Слева над плечом Моржова поднималась высокая, мохнатая стена елей. Моржов вспомнил, как в таком же ельнике он писал свои пластины из цикла «Еловые стволы». (Капелла Поццо и Бьянко, два серебряных лота арт-аукциона…) Ёлки походили на монахинь, до пят закутанных в чёрное, с остроконечными клобуками на головах. Раньше Моржову казалось, что в женском монастыре и укрылся рай, когда в тайне от всех любовь молча и свирепо взрывает уставы и устои. Но после тех пленэров он понял, что всё это – враньё несостоявшихся сладострастников. В глубине ельника, как в тёмном монастырском подвале, было сумрачно, холодно, сыро. Все пути загромождали осклизлые валежины, что обросли бородами плесени и растопырили отточенные мёртвые сучья. Под густым оперением папоротника росли только нарывы мокрых мухоморов. Даже солнечный свет на дне ельника стекленел разводьями паутин, словно изморозью на зеркале, и уже не грел.

– А как там девки устроились? – спросил Моржов.

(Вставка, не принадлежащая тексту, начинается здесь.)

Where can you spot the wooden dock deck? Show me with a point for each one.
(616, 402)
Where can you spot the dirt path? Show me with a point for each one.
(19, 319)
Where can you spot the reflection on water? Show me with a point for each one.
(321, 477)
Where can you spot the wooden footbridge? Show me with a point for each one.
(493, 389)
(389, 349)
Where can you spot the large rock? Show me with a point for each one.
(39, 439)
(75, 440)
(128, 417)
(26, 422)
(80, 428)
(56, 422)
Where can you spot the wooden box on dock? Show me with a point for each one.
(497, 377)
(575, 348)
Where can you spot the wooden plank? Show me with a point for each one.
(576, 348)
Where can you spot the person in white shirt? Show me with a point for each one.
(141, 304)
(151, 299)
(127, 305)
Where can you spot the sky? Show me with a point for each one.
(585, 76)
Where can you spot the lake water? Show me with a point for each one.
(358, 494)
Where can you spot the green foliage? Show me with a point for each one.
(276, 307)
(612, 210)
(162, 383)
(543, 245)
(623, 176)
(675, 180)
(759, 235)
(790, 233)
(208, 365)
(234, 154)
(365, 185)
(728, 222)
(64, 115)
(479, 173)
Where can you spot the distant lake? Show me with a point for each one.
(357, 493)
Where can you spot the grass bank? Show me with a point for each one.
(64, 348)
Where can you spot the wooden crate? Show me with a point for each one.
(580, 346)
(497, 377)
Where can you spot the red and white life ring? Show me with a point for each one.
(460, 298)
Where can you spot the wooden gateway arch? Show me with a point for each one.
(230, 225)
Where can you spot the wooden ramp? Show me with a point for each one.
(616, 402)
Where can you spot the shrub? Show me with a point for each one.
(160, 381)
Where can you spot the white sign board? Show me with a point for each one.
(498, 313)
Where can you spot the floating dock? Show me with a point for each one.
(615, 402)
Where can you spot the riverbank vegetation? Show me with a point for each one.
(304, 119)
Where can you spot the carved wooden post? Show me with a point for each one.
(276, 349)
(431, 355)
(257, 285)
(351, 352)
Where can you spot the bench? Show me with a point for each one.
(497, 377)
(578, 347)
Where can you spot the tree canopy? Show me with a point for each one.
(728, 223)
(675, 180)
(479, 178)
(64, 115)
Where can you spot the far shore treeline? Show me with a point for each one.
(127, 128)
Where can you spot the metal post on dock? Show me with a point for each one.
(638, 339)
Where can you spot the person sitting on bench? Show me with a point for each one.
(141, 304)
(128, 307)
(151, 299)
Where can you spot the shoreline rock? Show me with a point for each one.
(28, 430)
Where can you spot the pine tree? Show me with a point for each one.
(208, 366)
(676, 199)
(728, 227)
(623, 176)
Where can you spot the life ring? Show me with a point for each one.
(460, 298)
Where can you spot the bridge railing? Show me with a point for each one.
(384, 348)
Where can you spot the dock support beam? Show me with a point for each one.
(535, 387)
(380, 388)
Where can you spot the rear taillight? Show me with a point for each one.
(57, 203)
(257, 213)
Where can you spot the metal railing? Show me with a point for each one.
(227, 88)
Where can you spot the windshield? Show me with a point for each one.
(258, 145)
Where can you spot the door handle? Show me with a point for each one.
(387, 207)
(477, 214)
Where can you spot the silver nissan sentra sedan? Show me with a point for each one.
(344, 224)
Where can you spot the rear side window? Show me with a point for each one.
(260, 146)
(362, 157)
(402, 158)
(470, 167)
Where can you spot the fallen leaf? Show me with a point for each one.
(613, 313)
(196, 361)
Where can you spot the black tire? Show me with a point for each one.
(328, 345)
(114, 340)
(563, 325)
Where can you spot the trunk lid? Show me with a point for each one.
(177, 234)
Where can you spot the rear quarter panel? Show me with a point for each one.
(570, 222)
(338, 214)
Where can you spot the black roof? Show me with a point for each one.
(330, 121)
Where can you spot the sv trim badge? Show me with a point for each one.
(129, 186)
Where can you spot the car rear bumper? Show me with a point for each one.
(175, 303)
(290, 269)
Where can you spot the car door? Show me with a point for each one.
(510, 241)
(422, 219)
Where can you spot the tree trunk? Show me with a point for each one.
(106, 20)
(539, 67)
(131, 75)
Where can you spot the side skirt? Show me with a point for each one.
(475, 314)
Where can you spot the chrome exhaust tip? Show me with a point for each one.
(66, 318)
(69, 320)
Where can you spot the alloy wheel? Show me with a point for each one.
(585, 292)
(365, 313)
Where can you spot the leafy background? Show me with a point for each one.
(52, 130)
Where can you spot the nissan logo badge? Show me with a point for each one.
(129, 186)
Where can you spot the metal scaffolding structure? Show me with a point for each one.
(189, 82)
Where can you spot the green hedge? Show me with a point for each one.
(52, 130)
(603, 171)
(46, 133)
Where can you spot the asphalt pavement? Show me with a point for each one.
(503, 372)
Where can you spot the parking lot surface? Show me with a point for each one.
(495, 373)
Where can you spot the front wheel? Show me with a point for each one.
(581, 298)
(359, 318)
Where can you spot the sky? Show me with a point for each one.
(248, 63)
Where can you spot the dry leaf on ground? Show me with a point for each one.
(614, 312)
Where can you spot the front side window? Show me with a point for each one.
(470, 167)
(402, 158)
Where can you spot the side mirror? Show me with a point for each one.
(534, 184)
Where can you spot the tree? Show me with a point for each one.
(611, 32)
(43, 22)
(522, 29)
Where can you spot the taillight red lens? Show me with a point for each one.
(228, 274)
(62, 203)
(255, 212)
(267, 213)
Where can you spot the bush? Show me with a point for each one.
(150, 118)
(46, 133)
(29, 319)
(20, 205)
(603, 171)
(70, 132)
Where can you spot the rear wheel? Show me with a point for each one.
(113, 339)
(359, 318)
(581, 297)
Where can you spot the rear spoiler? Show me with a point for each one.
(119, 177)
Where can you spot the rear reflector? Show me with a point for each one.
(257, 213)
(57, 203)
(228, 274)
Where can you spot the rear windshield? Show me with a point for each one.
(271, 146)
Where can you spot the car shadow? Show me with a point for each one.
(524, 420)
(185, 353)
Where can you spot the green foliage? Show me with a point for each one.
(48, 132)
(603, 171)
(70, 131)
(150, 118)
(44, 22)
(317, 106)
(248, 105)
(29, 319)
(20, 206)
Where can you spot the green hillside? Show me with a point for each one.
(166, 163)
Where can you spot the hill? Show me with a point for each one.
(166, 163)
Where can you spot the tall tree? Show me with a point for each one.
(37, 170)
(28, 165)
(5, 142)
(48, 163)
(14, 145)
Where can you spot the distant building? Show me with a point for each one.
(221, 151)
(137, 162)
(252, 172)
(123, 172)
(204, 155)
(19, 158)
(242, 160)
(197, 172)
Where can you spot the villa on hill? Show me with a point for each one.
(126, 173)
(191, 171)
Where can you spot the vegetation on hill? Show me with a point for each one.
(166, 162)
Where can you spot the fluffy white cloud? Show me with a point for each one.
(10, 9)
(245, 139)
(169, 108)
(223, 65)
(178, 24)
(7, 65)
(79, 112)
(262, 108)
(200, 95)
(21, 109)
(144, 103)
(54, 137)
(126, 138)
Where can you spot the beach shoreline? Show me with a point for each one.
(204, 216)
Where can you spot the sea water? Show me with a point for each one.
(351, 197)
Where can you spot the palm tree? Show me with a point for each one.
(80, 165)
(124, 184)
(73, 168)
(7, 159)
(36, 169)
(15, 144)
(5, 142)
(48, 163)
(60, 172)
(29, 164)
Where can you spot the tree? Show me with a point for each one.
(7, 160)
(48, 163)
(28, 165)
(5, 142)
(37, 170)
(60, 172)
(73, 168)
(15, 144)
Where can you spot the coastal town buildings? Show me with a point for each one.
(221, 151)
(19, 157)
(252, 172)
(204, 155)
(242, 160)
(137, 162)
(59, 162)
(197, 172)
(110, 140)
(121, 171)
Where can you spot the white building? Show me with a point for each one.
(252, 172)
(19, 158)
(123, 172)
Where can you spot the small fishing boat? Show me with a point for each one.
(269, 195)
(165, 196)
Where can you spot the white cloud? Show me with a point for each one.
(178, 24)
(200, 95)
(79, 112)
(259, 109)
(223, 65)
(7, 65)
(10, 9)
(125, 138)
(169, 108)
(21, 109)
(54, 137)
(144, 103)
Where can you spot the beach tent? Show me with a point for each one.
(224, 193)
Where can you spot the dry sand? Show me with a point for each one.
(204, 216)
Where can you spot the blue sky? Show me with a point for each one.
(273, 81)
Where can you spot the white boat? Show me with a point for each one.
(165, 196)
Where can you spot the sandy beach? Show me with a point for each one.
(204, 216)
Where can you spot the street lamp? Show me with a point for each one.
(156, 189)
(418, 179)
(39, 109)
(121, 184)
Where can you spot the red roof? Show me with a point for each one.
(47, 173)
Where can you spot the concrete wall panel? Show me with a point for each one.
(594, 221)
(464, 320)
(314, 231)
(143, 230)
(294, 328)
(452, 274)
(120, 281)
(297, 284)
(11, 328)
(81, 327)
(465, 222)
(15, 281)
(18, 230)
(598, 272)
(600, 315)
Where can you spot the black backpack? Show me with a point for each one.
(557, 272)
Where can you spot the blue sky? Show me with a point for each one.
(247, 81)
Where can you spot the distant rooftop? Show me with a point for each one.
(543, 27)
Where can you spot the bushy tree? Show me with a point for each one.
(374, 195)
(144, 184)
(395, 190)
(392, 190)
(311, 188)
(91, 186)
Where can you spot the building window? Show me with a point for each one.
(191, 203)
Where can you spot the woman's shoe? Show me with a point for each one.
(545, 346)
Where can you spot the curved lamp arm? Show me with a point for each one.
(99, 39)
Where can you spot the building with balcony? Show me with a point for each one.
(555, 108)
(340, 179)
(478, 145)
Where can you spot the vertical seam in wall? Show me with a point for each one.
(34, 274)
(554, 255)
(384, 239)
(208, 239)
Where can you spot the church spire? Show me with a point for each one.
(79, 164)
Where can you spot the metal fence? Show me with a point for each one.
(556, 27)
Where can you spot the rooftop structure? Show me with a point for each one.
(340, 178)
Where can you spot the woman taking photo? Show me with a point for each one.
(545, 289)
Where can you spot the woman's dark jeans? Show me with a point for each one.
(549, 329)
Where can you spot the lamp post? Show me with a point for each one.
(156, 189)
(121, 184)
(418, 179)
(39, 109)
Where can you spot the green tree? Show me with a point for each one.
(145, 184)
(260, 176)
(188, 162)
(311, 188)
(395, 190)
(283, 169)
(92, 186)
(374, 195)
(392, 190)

– Да устроились как-то. – Щёкин пожал плечами. – Хрена ли, они ведь третий день здесь уже. Шкиляиха всё подогнала: продукты привезли, газовый баллон для плиты на кухне, посуду одноразовую, волейбольные мячи, пластилин, блин, какой-то. Нашенским детям – ни шиша не полагается, они же ночевать здесь не должны, а америкосам купили спальные мешки, настольные лампы, полотенца, шампуни там всякие – в общем, комбижир ежедневно. В Яйцеве Каравайский нанял друидов, и они с Костёрычем подшаманили что надо: койки собрали, проводку проверили, сортир палками подперли. Полный щорс, короче. Теперь всё: ждём ваше сиятельство.

Моржов и Щёкин спустились по просёлку до отворота на подвесной мостик и завернули за остриё елового клина. Отсюда, с невысокого взгорья, Моржов и увидел Троельгу.

Лагерь стоял на зелёной полянке под вскинутым крылом ельника и был похож на глухариное гнездо или даже на древний бревенчатый кремль. Талка здесь изгибалась как-то совсем интимно – словно приобнимала поляну с лагерем. А справа и слева, будто родители, поднимались горы. Матушкина гора нежно волновалась бело-зелёными берёзовыми переливами и щебетала. Отцовская гора хмурилась ельником, в котором время от времени свистели и протяжно стучали поезда. Дальний проём выводил неведомо куда: там лучилось небо, пухли облака, что-то просторно зеленело и голубело, блестели какие-то мелкие искры, плыл и клубился свет.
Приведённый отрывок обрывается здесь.